About

The Hemophilia Center of Western Pennsylvania is a state and federally-funded 501(c)3 charitable organization that provides comprehensive medical care to the residents of Western Pennsylvania with hemophilia and other bleeding and clotting disorders. The Center was among the first to be included in the federally funded national network of Hemophilia Treatment Centers established in 1975.

HCWP provides medical care in a comprehensive care model that includes:

  • Annual medical evaluations
  • Coagulation evaluation, including diagnosis, clinical and therapeutic monitoring & treatment
  • Clotting factor infusions
  • Education and training for home self-infusion treatment
  • Laboratory testing, including hematology, chemistry, serologic, and virologic testing
  • On-site physical therapy evaluation and management
  • Genetic counseling
  • Psychosocial services
  • Access to medical treatment trials, including gene therapy
  • Assessment, education, and training of inhibitor patients regarding immune tolerance treatment
  • Ongoing surveillance for transmissible viral infection, including HIV, hepatitis A, B, C
  • Education to patients, families, and providers
  • Medical consultation to health care providers, surgeons, and patients locally and across the country

As a federally funded comprehensive hemophilia treatment center, HCWP qualifies and participates in the federal 340B Drug Pricing Program by maintaining a clotting factor program. HCWP’s factor program was established in 2001 and has allowed the Center to improve its patient services and programs through its 340B resources.

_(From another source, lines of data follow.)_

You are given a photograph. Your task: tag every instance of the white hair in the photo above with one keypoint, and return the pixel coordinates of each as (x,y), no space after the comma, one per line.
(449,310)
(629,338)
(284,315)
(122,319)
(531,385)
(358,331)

Since HCWP’s participation in the 340B factor program, the Center has expanded its patient services including: adding physical therapy and genetic counseling services, adding additional adult and pediatric physicians, adding additional clinical and research nurses and providing support for three annual patient outreach clinics. Additionally, the factor program has allowed the Center to support the educational, insurance and research needs of the bleeding disorder community through entities such as the local chapter of the National Hemophilia Foundation, Patient Services Inc., The American Thrombosis and Hemostasis Network, The Foundation for Women & Girls with Blood Disorders, The World Federation of Hemophilia, and the University of Pittsburgh’s Vascular Medicine Institute.